2016 wurde Jäger, der laut Spiegel zum engsten Machtzirkel um Schäuble gehörte, zur kriselnden Südwest-CDU entsandt, wo er für Innenminister Thomas Strobl Leitlinien der Migrationspolitik entwickelte und ein viel beachtetes Positionspapier zur Bekämpfung der Einwanderung verfasste. Wegen der darin enthaltenen AfD-affinen Rhetorik kritisiert, antwortete Jäger unbeeindruckt: »Vor wenigen Monaten haben wir noch Kritik dafür kassiert, die Abschiebehaft zu verschärfen. Jetzt will das jeder.«
Weil die Union in Baden-Württemberg schwach blieb, wechselte Jäger im März 2018 erneut – diesmal ins CSU-geführte Bundesministerium für wirtschaftliche Zusammenarbeit. Drei Jahre war er dort tätig, seitdem ist er wieder vor allem in Krisenregionen unterwegs: erst als Botschafter im Irak, seit Sommer 2023 in der Ukraine. In Kiew setzte sich Jäger dafür ein, nur noch Kyiv zu schreiben, umarmte ukrainische Kampftruppen und pflegte – für einen Diplomaten eher untypisch – täglich seinen X-Account.

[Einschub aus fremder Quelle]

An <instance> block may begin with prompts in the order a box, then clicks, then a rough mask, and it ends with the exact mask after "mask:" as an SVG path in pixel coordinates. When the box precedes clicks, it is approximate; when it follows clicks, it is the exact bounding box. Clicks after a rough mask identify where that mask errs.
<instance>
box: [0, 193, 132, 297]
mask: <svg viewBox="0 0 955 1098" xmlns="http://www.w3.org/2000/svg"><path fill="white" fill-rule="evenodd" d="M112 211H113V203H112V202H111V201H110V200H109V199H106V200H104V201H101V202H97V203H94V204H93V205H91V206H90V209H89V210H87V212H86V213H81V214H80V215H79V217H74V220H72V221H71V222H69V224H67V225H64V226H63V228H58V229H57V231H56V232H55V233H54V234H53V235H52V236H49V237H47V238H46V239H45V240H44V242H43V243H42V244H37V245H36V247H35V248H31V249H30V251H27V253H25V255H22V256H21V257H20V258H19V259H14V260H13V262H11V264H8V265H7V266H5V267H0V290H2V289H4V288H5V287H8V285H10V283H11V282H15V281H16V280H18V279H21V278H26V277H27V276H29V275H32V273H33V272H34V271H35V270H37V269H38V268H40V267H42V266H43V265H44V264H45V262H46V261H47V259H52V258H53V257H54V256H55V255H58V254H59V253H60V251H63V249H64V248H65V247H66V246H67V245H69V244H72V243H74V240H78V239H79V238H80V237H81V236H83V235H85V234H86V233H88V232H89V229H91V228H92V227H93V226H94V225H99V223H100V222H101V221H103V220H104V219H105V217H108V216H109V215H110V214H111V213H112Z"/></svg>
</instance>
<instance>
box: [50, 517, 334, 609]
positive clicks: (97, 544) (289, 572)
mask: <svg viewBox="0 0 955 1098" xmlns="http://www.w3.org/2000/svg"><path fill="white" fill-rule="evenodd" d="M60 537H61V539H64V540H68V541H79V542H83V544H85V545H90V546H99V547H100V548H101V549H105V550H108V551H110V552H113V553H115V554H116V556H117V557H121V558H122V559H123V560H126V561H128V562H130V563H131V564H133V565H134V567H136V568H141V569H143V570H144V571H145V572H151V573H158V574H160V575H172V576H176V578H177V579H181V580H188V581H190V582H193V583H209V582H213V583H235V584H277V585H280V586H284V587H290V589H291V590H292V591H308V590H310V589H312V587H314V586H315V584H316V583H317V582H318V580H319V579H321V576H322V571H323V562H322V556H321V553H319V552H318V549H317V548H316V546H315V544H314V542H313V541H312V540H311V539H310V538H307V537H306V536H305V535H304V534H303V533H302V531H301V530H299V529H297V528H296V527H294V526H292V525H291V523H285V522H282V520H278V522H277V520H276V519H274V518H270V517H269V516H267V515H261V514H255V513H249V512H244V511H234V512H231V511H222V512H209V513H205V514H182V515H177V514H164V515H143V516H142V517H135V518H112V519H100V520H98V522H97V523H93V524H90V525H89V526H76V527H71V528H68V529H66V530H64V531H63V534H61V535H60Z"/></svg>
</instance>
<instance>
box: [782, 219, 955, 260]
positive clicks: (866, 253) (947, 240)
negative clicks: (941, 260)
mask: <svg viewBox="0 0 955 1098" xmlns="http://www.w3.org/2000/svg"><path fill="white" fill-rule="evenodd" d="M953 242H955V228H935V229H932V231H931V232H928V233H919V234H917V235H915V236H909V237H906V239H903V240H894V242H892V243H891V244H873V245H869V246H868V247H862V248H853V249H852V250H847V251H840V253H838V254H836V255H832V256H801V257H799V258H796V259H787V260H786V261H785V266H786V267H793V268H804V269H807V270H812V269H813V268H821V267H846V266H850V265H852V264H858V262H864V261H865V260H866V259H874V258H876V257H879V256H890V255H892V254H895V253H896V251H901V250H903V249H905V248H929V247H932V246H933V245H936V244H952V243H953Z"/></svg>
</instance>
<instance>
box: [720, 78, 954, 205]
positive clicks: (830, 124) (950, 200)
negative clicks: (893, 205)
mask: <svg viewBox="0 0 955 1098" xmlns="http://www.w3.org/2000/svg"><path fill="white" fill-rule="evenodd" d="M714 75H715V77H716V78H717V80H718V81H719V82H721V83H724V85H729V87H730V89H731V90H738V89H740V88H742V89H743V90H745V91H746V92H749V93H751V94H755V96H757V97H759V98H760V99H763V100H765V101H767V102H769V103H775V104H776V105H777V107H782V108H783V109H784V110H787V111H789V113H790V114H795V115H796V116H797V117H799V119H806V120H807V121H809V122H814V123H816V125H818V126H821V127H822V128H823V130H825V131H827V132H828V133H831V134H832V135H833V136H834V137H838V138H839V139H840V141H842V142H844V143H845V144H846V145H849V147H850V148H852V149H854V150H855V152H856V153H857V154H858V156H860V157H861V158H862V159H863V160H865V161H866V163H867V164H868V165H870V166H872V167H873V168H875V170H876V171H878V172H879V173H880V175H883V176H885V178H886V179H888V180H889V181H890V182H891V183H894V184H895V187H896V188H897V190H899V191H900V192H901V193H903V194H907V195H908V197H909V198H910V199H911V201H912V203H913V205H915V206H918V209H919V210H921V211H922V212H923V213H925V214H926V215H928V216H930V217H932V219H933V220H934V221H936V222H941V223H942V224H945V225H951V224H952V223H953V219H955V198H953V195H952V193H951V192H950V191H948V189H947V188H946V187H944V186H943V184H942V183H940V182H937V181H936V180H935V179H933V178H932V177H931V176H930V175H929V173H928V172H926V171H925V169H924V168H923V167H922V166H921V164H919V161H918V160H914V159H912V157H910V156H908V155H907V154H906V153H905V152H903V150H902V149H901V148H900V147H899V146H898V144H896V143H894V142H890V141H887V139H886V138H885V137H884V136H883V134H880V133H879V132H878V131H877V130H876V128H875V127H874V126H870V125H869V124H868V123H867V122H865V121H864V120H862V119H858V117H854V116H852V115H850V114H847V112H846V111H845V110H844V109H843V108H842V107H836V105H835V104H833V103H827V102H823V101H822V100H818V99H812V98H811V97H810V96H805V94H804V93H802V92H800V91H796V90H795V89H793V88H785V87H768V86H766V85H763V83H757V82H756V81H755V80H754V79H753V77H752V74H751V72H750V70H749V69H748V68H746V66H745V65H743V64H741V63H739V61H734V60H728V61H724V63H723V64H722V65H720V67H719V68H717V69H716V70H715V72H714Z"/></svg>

Nun also wird Jäger Chef des Auslandsgeheimdienstes. Wollte man aus seiner Biografie einen Roman machen, würde einem vermutlich vorgehalten werden, zu viele Themen miteinander vermischen zu wollen. Oder wie es der CDU-Außenpolitiker Roderich Kiesewetter diese Woche zu Protokoll gab: »Durch sein Wirken auch im Bereich innere Sicherheit, Wirtschaft und Finanzsicherheit passt er sehr gut als künftiger Präsident (des BND).«
Innere Sicherheit, Wirtschaft und die Sicherung von Investitionen – eine bemerkenswerte Aufgabenbeschreibung für den deutschen Auslandsgeheimdienst.